Which brings me to my rationale for why “The Rich” not only should, but actually deserve to pay those large taxes. I contend that there is no one earning $157,500 (for that matter, $57,500—but more about that later)—no one in the top three tax brackets who does not depend greatly on large numbers of Americans who earn, say, $35,000 a year or less. People who live from paycheck to paycheck, who can’t come up with even $500 for a sudden emergency, whose net worth doesn’t even come close to $10,000.
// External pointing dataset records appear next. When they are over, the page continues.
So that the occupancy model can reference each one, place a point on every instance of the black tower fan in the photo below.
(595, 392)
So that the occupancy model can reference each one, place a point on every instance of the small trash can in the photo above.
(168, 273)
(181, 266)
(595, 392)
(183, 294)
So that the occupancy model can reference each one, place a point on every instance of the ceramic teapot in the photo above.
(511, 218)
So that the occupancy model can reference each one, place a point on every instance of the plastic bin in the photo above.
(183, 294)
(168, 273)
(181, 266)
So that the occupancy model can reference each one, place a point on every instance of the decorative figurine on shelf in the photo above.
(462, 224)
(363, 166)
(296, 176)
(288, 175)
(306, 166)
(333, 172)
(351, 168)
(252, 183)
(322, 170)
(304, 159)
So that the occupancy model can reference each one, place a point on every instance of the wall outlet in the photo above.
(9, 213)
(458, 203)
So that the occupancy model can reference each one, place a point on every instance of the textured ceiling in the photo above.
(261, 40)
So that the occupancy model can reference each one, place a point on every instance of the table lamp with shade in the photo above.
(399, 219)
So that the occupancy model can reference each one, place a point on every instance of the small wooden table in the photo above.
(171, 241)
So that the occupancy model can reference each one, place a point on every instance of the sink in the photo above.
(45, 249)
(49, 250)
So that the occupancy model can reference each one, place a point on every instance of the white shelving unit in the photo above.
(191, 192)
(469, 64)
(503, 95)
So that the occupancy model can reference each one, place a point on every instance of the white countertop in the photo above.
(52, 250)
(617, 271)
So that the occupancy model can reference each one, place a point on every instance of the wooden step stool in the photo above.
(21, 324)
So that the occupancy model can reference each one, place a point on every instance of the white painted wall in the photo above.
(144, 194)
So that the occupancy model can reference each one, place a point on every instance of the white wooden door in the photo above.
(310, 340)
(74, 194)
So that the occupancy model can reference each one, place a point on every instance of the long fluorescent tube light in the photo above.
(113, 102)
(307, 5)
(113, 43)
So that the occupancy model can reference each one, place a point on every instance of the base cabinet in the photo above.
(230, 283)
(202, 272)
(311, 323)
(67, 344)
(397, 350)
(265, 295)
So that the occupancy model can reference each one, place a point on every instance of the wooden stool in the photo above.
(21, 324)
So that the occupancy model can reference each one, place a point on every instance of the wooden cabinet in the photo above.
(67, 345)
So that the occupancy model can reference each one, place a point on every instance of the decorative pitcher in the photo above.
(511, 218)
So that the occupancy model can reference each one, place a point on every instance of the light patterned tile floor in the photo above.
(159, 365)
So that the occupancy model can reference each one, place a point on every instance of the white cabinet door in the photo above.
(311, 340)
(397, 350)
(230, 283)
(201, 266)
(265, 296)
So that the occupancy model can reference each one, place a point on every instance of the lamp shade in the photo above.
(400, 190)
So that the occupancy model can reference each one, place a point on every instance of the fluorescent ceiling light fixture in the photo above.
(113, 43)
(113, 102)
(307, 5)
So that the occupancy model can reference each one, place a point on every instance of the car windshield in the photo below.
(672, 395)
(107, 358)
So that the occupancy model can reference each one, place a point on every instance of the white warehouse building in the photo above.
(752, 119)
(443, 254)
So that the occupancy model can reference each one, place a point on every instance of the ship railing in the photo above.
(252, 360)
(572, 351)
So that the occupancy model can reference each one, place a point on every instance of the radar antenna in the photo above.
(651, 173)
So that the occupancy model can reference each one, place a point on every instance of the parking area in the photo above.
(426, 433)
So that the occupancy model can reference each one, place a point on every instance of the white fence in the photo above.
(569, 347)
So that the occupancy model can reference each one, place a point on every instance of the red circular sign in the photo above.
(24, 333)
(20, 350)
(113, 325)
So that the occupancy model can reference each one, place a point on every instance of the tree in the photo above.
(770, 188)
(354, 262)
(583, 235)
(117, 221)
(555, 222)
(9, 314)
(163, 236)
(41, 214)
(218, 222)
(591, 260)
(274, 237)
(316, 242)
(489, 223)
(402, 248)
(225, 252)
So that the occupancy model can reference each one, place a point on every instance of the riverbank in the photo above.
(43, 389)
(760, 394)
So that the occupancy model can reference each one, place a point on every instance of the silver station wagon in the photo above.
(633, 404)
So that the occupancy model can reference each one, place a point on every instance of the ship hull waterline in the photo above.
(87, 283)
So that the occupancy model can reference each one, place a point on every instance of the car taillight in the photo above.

Where to start? Virtually all the food eaten by everyone depends on people who earn pitifully low wages—often below minimum and sometimes even cheated out of pay. Not just the primary laborers in the fields and food processing plants but most workers along the chain that brings food to all our tables. Yes, the great chefs and maitre’ds, and sommeliers in “The Rich’s” favorite restaurants are well paid, but much of the staff earns minimum wages. As do store clerks and delivery personnel, and just about everyone else in the food chain.
As do most employees in the other two basic survival sectors—clothing and housing. Again, “The Rich” can tell us of the well-paid dress designers and tailors they frequent but these are only the visible top of the clothing pyramid. From the makers to the sellers of clothing in America, the vast majority of workers are low paid.
Then there is housing. Yes, the owners of grand residences and of the large construction firms and the strongly unionized trades—electricians, plumbers, carpenter etc.—are well compensated, but once more, large numbers of poorly paid Americans toil to build and maintain both residential and commercial buildings.
How about that janitor in your building? And the doormen? Then there’s the cleaning lady. Maybe a maid. Probably a nanny. Those taxi drivers. The daycare workers. The school teachers.
Do you pay a small fortune to your private schools? Yes, but the staff—including teachers—probably works for less than in the public sector because they, too, value the privileged environment you want for your children.
The children to whom you want to leave your “hard earned” savings. Thus, in addition to complaining about the high tax brackets, you object to the ”death tax.”
My point is simple: “The Rich”—and ALL of us who have been paid well over the nation’s median income—have greatly profited from all those low-paid hard-working people. And note that I have not even referred to the millions of “illegals” in America—working with sub-minimum wages and contributing to Social Security that they cannot receive–—let alone the billions of low-paid people around the world who also support our lifestyles. This is why I think there is nothing unfair about the high tax brackets. They simply are a way for “The Rich” to give back a bit of the money they were paid—not earned—at the expense of the underpaid.
So why not expect—demand!–that everyone with an income, say, over the median household (now about $59,000) pay taxes to support Medicaid and CHIP and food stamps and subsidized housing and school lunches and all such programs that basically return some of the money we owe the recipients for working for us at low wages.